Yes. Core AI works across Apple platforms. On iPad Pro (M-series chips) and Mac, you have significantly more RAM and compute available, so you can run larger models (7B-13B on iPad, much larger on Mac). The same converted model works across devices, scaling performance to available hardware.
How does Core AI differ from the built-in Apple Foundation Models?
Apple Foundation Models (AFM) are Apple’s own pre-trained models that power Siri, Writing Tools, and system features. You can’t customize or replace them. Core AI is a framework for running your own models on-device. They’re complementary: AFM handles system features, Core AI handles your app’s custom AI features.
What about App Store review — will Apple approve apps with bundled LLMs?
Apple has confirmed that apps using Core AI with properly converted models will pass App Store review, subject to standard content and capability guidelines. The model must be converted through the official pipeline, and your app must handle model output responsibly (content filtering, appropriate error handling).

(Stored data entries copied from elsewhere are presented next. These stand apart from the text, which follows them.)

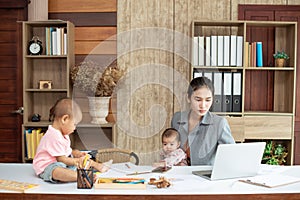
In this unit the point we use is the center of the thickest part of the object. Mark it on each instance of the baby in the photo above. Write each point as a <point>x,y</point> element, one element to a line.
<point>55,161</point>
<point>171,153</point>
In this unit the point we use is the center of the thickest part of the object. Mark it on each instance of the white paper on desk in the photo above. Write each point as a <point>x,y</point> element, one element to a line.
<point>271,180</point>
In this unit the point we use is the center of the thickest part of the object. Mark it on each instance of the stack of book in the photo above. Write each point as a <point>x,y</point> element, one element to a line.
<point>228,90</point>
<point>32,140</point>
<point>56,41</point>
<point>221,50</point>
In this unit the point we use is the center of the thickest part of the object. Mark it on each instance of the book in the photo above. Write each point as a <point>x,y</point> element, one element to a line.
<point>207,51</point>
<point>195,51</point>
<point>233,50</point>
<point>271,180</point>
<point>239,51</point>
<point>201,51</point>
<point>16,185</point>
<point>213,50</point>
<point>220,55</point>
<point>259,56</point>
<point>120,183</point>
<point>246,49</point>
<point>226,50</point>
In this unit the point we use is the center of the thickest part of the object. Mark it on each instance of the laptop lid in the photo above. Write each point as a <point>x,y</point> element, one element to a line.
<point>236,160</point>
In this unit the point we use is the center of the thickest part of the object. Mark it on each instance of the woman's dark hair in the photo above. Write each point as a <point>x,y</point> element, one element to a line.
<point>200,82</point>
<point>170,132</point>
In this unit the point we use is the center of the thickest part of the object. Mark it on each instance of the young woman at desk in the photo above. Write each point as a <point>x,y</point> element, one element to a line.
<point>200,130</point>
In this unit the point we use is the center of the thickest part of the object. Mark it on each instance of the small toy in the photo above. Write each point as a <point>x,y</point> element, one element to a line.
<point>162,182</point>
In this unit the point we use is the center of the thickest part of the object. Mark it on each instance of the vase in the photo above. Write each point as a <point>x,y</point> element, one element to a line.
<point>112,110</point>
<point>98,109</point>
<point>279,62</point>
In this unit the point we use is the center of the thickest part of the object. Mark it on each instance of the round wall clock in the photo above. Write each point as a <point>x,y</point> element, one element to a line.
<point>35,46</point>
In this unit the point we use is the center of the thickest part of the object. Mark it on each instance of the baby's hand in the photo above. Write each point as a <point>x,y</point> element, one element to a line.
<point>102,167</point>
<point>159,164</point>
<point>77,154</point>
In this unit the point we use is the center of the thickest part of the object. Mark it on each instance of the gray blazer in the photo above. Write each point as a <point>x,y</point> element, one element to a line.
<point>204,138</point>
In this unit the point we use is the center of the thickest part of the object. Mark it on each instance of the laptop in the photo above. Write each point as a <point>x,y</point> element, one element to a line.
<point>235,161</point>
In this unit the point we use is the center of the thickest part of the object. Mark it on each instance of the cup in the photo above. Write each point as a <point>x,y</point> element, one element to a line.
<point>85,178</point>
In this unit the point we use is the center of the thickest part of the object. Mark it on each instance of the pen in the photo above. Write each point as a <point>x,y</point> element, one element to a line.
<point>137,173</point>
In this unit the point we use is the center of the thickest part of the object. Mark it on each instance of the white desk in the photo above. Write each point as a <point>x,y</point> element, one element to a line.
<point>184,183</point>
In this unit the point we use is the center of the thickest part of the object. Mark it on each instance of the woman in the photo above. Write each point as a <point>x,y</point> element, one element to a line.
<point>200,130</point>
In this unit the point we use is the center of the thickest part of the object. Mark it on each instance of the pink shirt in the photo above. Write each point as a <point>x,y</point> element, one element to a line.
<point>174,157</point>
<point>52,144</point>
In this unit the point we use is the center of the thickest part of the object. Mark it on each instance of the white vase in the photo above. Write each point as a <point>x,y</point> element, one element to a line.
<point>98,109</point>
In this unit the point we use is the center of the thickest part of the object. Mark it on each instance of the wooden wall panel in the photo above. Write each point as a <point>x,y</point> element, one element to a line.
<point>87,19</point>
<point>95,33</point>
<point>95,47</point>
<point>82,6</point>
<point>38,10</point>
<point>148,55</point>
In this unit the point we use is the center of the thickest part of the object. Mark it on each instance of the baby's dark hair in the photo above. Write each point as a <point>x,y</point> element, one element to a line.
<point>63,106</point>
<point>169,132</point>
<point>200,82</point>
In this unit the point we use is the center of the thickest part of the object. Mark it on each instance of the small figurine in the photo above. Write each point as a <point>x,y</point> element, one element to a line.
<point>162,182</point>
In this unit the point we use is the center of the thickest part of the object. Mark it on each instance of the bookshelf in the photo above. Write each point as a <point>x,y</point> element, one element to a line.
<point>267,106</point>
<point>45,76</point>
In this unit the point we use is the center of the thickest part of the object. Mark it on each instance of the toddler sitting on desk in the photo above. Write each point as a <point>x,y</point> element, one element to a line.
<point>55,161</point>
<point>171,153</point>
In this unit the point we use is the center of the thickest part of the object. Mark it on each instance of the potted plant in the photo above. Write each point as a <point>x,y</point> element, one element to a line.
<point>98,83</point>
<point>280,57</point>
<point>274,154</point>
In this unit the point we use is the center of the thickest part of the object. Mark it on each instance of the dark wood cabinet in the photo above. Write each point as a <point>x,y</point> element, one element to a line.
<point>279,13</point>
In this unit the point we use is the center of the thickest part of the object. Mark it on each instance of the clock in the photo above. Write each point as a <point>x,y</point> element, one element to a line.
<point>35,46</point>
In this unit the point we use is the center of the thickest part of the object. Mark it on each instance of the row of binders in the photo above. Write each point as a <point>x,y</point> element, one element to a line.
<point>253,54</point>
<point>221,50</point>
<point>56,41</point>
<point>32,140</point>
<point>228,90</point>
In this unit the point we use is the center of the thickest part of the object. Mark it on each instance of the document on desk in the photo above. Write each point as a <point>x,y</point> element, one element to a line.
<point>271,180</point>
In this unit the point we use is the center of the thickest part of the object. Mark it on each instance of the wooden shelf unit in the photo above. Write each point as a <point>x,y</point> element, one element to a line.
<point>268,92</point>
<point>55,68</point>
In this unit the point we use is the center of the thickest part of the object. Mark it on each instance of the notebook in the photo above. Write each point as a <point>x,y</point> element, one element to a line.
<point>235,161</point>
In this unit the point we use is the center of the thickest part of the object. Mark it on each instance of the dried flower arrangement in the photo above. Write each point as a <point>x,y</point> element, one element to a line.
<point>94,80</point>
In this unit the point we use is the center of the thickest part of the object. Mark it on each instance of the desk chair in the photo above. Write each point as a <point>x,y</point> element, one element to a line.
<point>118,155</point>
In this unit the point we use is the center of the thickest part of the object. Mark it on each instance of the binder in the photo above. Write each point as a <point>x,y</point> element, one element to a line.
<point>208,75</point>
<point>217,80</point>
<point>226,50</point>
<point>201,50</point>
<point>195,52</point>
<point>220,48</point>
<point>239,51</point>
<point>197,74</point>
<point>233,50</point>
<point>237,92</point>
<point>29,141</point>
<point>214,50</point>
<point>227,94</point>
<point>259,57</point>
<point>207,51</point>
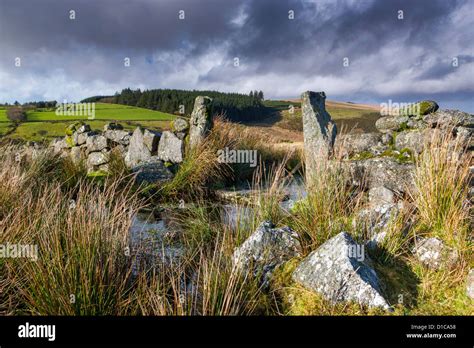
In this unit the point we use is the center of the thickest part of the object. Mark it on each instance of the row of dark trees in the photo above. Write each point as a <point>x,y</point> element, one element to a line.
<point>234,106</point>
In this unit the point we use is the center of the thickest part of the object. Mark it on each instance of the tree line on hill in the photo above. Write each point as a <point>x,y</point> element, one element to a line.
<point>234,106</point>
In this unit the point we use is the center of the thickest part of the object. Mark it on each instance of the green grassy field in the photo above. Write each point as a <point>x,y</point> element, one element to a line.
<point>46,125</point>
<point>106,112</point>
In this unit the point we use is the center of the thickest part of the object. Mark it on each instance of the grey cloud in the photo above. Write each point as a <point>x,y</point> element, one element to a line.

How much storage space will a bundled LLM add to my app?
A typical 3B 4-bit model is 1.5-2GB. Apple recommends using on-demand resources so the model isn’t included in the initial app download. Users download the model when they first use the AI feature. This keeps initial app size small while enabling large model deployment.
Can I fine-tune models for Core AI, or only use pre-trained ones?
At launch, Core AI supports inference only — you convert pre-trained (or already fine-tuned) models. You’d do any fine-tuning on a Mac or cloud GPU using standard tools (PyTorch, Hugging Face), then convert the result for Core AI deployment. On-device fine-tuning (adapter training) is expected in a future release.